It gives me great pleasure to welcome my friend and fellow blogger,
Hello, Melissa as a guest reviewer to this blog!
Here's her wonderful review for,
"The Kite Runner" by Khaled Hosseini
Pub. Date: April 2004
Publisher: Penguin Group (USA)
When you go to a movie theater to see a serious drama, you often find yourself squirming in your seat. Cringing, drawing your knees up to your chest, burying your face in your hands. The Kite Runner had me doing all these things, only I couldn’t block the pictures I saw in my head with my hands. All I could do was clutch my head, flop the book down on a table, and turn on the TV to something inane like “The Price is Right.”
I will admit that this is my first attempt at a formal book review, and I’d like to thank Lotus for the opportunity and honor of reviewing for her blog (that I highly respect). Reading a book KNOWING that you’ll review it later is different than just curling up and barreling ahead; I tried to take notes and dog-ear pages. I don’t know yet whether it made the book experience any more or less enjoyable. So while I’ll TRY not to include any spoilers for those of you who have not yet read this, I can’t guarantee it. Feel free to critique me.

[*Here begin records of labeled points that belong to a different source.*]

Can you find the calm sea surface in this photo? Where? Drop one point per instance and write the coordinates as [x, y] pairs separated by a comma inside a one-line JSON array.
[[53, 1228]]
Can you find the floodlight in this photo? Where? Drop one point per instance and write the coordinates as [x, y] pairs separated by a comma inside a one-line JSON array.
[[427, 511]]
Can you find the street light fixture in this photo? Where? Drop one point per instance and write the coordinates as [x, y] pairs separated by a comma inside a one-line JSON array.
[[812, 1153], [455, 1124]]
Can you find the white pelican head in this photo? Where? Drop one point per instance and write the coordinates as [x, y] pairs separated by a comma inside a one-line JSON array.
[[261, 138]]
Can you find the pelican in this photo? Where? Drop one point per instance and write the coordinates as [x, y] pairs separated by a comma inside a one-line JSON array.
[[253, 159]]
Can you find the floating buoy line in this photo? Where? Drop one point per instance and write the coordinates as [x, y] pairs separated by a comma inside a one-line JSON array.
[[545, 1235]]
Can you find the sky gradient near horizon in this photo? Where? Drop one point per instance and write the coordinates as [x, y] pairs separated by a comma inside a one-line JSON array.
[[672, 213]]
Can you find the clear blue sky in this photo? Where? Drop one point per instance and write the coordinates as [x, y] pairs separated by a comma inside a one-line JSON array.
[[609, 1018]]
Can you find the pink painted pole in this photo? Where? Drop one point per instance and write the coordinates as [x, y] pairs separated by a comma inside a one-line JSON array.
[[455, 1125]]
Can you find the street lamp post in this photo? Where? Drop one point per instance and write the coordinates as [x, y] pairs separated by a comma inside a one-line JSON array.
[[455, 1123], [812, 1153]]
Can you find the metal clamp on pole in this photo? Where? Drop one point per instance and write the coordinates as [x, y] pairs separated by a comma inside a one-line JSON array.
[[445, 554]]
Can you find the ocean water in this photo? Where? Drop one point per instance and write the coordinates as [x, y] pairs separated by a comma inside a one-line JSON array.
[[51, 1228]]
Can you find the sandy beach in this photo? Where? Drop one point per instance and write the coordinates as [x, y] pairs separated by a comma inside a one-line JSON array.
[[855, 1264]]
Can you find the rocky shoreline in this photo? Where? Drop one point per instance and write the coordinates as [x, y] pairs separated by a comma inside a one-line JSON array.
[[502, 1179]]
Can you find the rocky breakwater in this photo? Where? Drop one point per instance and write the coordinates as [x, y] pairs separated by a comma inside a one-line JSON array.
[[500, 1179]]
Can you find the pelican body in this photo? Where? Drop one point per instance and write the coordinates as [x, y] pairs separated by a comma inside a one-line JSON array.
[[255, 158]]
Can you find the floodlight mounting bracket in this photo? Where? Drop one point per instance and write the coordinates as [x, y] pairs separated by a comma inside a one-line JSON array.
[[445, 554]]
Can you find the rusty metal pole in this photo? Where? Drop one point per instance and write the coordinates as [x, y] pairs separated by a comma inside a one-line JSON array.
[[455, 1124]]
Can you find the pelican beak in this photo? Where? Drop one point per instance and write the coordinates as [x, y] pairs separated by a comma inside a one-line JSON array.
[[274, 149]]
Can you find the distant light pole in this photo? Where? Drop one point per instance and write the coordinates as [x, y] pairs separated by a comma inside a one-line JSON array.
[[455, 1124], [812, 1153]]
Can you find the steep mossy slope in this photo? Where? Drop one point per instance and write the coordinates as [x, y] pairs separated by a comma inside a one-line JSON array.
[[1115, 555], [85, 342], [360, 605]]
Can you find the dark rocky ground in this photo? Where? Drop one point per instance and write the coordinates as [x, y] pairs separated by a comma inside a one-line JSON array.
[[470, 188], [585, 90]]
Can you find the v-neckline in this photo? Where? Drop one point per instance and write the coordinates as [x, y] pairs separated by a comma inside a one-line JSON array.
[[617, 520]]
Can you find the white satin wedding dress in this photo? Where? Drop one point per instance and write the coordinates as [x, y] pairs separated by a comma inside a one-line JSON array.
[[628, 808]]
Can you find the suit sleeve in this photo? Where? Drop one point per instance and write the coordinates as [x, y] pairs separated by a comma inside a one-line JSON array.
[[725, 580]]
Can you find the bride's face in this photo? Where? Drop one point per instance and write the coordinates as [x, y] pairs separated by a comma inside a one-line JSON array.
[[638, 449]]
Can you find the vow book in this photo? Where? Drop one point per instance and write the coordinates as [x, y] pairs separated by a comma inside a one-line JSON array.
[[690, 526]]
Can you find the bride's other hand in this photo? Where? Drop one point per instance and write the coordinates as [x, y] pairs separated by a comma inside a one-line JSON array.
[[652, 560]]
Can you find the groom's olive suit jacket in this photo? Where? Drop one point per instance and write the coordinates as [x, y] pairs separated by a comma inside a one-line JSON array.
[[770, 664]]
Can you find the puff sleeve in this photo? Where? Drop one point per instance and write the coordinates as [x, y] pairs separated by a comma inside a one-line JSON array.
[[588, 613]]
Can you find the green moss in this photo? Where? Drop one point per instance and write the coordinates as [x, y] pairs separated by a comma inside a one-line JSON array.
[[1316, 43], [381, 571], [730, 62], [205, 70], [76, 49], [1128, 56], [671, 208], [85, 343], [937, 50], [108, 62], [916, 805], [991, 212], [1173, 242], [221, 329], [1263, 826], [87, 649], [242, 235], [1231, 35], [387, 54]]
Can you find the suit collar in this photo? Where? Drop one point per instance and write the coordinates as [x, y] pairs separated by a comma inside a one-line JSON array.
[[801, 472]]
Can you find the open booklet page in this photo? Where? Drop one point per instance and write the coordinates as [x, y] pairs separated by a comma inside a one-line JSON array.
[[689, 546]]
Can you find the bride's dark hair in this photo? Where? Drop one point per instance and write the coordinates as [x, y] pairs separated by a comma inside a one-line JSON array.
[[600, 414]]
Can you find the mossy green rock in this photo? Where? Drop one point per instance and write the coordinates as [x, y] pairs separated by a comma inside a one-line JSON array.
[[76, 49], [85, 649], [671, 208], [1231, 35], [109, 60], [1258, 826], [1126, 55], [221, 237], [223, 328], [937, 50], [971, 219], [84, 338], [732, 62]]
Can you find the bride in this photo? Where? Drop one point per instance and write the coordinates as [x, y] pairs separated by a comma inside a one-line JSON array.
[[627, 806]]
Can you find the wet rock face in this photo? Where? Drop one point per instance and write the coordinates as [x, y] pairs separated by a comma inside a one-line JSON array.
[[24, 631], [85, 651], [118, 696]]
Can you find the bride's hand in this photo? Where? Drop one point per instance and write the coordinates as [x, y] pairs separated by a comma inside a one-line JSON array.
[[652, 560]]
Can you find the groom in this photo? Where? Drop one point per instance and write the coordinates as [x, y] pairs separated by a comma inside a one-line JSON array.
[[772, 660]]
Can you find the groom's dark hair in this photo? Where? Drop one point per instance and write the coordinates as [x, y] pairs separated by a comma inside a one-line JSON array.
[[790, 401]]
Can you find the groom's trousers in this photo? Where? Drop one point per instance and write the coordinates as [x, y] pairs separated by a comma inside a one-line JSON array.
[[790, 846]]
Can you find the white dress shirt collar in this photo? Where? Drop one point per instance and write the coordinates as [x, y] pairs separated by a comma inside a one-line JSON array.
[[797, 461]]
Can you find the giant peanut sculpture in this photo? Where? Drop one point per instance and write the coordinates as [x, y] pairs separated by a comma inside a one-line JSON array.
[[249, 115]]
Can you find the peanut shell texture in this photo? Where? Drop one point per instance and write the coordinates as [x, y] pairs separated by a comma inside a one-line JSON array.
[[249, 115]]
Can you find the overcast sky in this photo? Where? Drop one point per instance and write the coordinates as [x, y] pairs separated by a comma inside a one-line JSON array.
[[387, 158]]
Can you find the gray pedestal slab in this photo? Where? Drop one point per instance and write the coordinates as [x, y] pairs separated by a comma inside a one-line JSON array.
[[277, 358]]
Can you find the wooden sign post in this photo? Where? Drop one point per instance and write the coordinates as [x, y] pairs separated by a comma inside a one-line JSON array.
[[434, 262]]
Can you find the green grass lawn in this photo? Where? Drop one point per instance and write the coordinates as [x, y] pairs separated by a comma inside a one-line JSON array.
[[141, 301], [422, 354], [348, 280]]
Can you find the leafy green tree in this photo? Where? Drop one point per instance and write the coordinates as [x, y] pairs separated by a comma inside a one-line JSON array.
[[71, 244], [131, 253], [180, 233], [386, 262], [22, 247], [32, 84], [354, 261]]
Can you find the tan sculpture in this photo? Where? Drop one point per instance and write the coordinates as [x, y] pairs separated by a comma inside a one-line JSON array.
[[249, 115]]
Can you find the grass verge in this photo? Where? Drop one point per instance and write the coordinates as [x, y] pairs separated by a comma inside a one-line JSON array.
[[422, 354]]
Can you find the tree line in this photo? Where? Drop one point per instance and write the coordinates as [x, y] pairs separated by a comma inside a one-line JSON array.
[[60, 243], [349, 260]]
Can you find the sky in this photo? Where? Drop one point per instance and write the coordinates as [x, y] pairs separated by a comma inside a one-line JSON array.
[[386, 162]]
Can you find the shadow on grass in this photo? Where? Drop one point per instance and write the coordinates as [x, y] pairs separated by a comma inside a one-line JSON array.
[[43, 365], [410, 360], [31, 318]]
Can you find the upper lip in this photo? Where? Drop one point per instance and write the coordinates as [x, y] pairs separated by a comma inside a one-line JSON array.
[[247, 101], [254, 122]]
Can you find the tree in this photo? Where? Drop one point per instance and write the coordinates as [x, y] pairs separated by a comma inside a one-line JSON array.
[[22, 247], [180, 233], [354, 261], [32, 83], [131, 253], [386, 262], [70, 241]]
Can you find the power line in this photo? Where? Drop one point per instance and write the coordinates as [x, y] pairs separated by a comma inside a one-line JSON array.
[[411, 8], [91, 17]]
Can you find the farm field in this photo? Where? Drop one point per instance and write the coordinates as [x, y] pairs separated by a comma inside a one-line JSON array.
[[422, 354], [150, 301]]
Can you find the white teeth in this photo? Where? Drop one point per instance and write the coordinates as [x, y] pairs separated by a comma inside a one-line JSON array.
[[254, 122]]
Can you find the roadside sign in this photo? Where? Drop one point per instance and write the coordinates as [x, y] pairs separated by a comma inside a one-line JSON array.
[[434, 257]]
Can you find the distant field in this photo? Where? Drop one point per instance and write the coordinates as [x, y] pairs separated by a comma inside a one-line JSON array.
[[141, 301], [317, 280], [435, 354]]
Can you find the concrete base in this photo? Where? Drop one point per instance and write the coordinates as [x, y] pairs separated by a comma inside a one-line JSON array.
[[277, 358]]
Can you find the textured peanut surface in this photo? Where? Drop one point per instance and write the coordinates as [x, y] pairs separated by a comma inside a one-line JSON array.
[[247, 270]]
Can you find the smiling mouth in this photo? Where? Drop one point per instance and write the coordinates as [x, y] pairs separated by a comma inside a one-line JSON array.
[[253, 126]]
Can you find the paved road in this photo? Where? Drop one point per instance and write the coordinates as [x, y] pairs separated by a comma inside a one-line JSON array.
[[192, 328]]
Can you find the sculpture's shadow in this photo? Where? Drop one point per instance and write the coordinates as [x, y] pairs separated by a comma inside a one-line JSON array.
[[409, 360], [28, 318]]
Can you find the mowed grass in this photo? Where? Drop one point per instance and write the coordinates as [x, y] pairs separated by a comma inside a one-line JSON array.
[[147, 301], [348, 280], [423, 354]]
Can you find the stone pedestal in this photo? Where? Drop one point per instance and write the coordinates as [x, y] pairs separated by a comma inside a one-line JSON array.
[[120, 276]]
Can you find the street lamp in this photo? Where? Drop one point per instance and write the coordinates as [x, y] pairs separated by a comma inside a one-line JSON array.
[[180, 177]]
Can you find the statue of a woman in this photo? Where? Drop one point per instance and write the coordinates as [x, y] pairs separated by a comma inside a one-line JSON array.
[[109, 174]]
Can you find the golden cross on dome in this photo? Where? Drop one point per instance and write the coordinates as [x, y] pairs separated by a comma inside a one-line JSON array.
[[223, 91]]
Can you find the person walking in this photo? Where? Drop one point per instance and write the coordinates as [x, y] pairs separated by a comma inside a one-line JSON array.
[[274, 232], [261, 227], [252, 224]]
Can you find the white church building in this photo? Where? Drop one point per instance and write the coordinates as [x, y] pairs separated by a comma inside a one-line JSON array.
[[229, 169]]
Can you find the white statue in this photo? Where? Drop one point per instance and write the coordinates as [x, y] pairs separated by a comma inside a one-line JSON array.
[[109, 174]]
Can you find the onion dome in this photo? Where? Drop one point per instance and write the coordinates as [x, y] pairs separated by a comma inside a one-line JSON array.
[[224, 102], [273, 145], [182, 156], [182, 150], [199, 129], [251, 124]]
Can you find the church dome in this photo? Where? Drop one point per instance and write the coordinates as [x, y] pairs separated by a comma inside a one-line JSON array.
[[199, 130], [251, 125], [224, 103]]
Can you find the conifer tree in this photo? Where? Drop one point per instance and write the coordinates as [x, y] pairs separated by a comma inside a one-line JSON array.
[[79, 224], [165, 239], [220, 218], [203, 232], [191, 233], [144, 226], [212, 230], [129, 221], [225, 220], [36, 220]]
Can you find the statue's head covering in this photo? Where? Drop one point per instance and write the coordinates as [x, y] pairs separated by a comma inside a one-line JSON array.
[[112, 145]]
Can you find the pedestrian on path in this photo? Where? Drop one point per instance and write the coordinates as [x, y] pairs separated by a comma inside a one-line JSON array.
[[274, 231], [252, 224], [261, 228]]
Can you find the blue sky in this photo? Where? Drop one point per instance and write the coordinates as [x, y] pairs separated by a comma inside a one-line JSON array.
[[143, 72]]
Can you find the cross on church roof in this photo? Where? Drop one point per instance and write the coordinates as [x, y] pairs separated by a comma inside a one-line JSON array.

Most of us have spent a good part of our lives hearing about Afghanistan in the news. It has been a war torn, poverty stricken, third world country ruled by many different factions over the course of the last three decades. I never understood much about the plight of this country, but this novel takes us from an earlier time in Afghanistan, when it was still a monarchy in the 1970’s, up through the pre 9-11 months, when an entirely NEW war would ravage their land. I now have a great understanding and sympathy for these people, and will never again see a newscast about Afghanistan the same way. Hosseini has done a great service to the country of his birth to bring attention to its situation.
I’m having a hard time trying to boil the plot down into just the main points so as not to spoil the book. The story centers around Amir and his father, Baba. In the beginning, Amir lives a privileged life in a wealthy part of Kabul, complete with servants: Ali and his son, Hassan, in a hut in the back yard. Amir and Hassan are as close as they can be, but are separated by great chasms of class. “…history isn’t easy to overcome. Neither is religion. In the end, I was a Pashtun and he was a Hazara. I was a Sunni and he was a Shi’a, and nothing was ever going to change that. Nothing.” This quote encapsulates many of the overlapping themes of this novel: family, religion, class, tradition, brotherhood, nationality.
(a current photo of wazir akbar khan, the neighborhood in which amir and hassan were raised)
The beginning of Afghan strife is when a bloodless coup topples the existing monarchy in 1973. Hosseini describes Amir’s point of view: “…the shootings and explosions had lasted for less than an hour, but had frightened us badly, because none of us had ever heard gunshots in the streets. They were foreign sounds to us then. The generation of Afghan children whose ears would know nothing but the sounds of bombs and gunfire was not yet born.”
Hassan and Amir take part in a kite-flying competition in Kabul, and after it is won by Amir, the turning point-- in the narrator’s viewpoint-- takes place. The rest of Amir’s life is plagued by a terrible secret shame he witnesses and tells no one, mostly to “win” the affections of his father who also has a soft spot for Hassan, the son of his servant.
Baba and Amir struggle to migrate to America, leaving the estranged Hassan and his father behind in the aftermath of the Soviet invasion. Their new life takes flight, but Amir is constantly shadowed by his guilt over what happened that day of the kite flying contest and the events that ensued. In 2001, Amir is summoned back to a very different Afghanistan than the one he left behind by a friend of the family promising Amir a chance to make things right.
That REALLY BRIEF and bland synopsis is the only way I can think to tell of the book without giving away any of its secrets. Typically, you can see a book’s plot points coming from a mile away, but the surprises in this book are real. Amir’s struggles to emerge from the shadow of his powerful father and his crushing guilt take him on an incredible journey through life, but particularly back to the land that he still considers ‘home’ after many years away. At the time he returns, the Taliban is in control of the country, and much of it is unrecognizable to the now man who grew up there. The danger is palpable as Amir faces demons both real and imagined, both from his childhood and from the present.
Hosseini’s prose and narrative style are enlightening, especially considering that he is and internist by trade and an author in his spare time. His evocation of thoughts, feelings and actions is some of the best I have ever read. Sometimes a book told in a first person narrative as this one is has a preachy, ‘state the obvious’ tone. Hosseini never ‘talks down’ to his reader like this, and I really appreciated it.
I was blown away by this story, and would recommend it to anyone looking for a book that will grab them from beginning to end and teach them much about Afghan culture, history, religion, relationships, and class systems. It forces you to walk Amir’s path with him until the resolution, and by then you are breathless. There is a film in production based on this book, and I can only hope that the director doesn’t flinch from the hard realities and gut-wrenching themes and make it a predictable formula Hollywood tear-jerker.